Which of the following is the simplest form of financing a business could use to address very short-term cash needs?
a) Issue new bonds
b) Sale of treasury stock
c) Bank loan
d) Commercial paper
The Correct Answer and Explanation is:
Correct Answer: d) Commercial paper
Explanation:
When a business needs to address very short-term cash needs, the simplest and most efficient form of financing it can use is commercial paper. Commercial paper is a type of unsecured, short-term debt instrument issued by corporations to finance temporary cash flow needs such as payroll, accounts payable, or inventory purchases. It typically has a maturity of 1 to 270 days, making it an ideal option for short-term liquidity needs.
Commercial paper is usually issued at a discount to face value and does not pay interest in the traditional sense. Instead, the investor is paid the face value at maturity, and the difference between the purchase price and face value represents the interest earned. It is a direct form of borrowing from investors and does not require the company to go through extensive procedures or offer collateral.
Let’s compare this with the other options:
- a) Issue new bonds – This is a long-term financing option. Issuing bonds is a complex process that involves regulatory approval, underwriting, and often credit ratings. It is not suitable for short-term needs because it takes time and incurs significant issuance costs.
- b) Sale of treasury stock – Selling treasury stock (previously repurchased shares) can provide funds, but it is not a regular or simple method to raise quick capital. It can also dilute ownership and affect the company’s stock price. It’s more of a strategic decision than a short-term liquidity tool.
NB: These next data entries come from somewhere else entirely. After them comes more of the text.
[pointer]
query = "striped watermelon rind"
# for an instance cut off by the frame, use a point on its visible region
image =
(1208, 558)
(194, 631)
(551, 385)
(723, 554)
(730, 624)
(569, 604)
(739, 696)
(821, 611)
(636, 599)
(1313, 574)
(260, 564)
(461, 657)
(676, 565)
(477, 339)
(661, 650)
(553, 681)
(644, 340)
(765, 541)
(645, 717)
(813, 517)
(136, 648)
- c) Bank loan – While bank loans can be short-term, the process of applying, approval, and documentation is often more time-consuming than issuing commercial paper, especially for companies with high credit ratings who can easily access the commercial paper market.
In summary, commercial paper is the most direct, cost-effective, and simplest form of financing for meeting very short-term cash needs for companies with strong creditworthiness.